Summer Guide 2014
Four perfectly shady parks in Orlando
Our favorite parks perfect for hiding out from the summer sun
Published: May 28, 2014
1. Dickson Azalea Park
100 Rosearden Drive
Hidden in plain sight, just off of East Robinson Street and North Ferncreek Avenue, Dickson Azalea Park is one of our city’s best-kept secrets. It seasonally boasts lots of pretty, blossom-covered trees and picturesque brooks beneath elegant – though admittedly decaying – bridges. However, it’s the mysterious forgotten quality of the grounds that we love. It’s the kind of place that you could imagine the rebellious kids from high school using as a refuge for day-drinking, but it also maintains a certain storybook innocence.

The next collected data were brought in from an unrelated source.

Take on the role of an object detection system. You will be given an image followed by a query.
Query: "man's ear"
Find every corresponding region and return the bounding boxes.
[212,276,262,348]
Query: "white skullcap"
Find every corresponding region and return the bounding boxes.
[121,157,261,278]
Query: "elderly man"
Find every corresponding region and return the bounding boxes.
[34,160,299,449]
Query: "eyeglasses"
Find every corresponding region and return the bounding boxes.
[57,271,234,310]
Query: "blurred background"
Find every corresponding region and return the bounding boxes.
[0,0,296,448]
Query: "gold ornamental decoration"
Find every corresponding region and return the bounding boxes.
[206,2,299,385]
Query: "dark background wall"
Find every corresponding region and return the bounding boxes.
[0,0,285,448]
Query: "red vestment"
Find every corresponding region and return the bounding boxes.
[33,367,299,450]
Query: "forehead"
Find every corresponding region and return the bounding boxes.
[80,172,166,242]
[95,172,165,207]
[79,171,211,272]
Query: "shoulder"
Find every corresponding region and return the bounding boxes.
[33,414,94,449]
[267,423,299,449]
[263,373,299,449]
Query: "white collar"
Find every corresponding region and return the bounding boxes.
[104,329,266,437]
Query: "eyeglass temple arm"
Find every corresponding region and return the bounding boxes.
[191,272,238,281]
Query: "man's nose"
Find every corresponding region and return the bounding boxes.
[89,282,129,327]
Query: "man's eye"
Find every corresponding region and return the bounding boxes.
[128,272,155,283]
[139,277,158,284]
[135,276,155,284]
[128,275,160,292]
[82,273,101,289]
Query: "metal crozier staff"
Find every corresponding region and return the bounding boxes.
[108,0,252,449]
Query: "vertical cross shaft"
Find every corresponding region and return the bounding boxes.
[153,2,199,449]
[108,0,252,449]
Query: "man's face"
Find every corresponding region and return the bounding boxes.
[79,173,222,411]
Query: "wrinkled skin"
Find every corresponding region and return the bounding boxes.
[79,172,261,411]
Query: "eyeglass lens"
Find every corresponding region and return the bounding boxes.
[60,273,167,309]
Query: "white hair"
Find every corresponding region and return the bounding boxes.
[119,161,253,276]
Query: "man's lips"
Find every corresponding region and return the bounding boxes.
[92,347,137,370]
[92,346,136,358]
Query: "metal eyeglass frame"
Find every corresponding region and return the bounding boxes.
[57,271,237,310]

The overgrown greenery encompasses the park in such a way that the surrounding neighborhood almost entirely disappears, lending the day over to the imagination in the cool shelter of the oaks. Escape the sweaty bustle of summertime in Orlando with a visit to this elusive, fairytale gem.
2. Mead Botanical Garden
1300 S. Denning Drive, Winter Park
You’d be hard-pressed to find a shadier park in the entirety of the greater Orlando area. Copious trees dot the meandering pathways and open lawns, barely leaving room for a few solitary sun specks through the heavy foliage. If you’re feeling particularly adventurous, explore the marshy trails that wind around the lake or the wild natural areas featuring native wetlands, uplands and creeks – a rarity in the middle of a densely populated area like this one, just off Highway 17-92 in Winter Park. If mosquitoes and mud-soaked shoes aren’t really your thing, take a peek inside the blooming Legacy Greenhouse before whiling away the day under the shelter of the leaves with a picnic and a good book.

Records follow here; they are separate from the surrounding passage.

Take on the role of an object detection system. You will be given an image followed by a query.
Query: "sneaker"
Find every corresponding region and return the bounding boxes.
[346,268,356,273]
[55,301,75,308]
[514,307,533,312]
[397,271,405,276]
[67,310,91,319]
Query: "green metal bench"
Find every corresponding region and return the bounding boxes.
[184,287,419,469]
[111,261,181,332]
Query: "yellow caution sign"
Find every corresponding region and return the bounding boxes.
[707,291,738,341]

3. Greenwood Urban Wetlands
1411 Greenwood St.
Tucked away behind the 408 and Mills Avenue is a sprawling oasis of cypress trees surrounding a sunken lake swimming in algae. The aptly named Urban Wetlands are a lush expanse of overhang that includes several bodies of water that flow into a cemetery. Take a walk on the shaded sidewalk and through the serene cemetery, look at the quaint houses lining the street or bring a blanket and plop down by the water’s edge – there are plenty of trees here to shelter you from sun or showers.
4. Cypress Grove Park
290 W. Holden Ave.
About a mile off the beaten trail, between Orange Blossom Trail and South Orange Avenue is another reprieve from Orlando’s heatstroke hell. Cypress Grove opens with an archway of trees that continues down the entire drive in. The tree cover is heavier on the side with the estate house and lake, but the green space is open, abundant and scattered with trees, leaving loads of room to spread out and ensure you won’t be rubbing elbows with any sweaty strangers.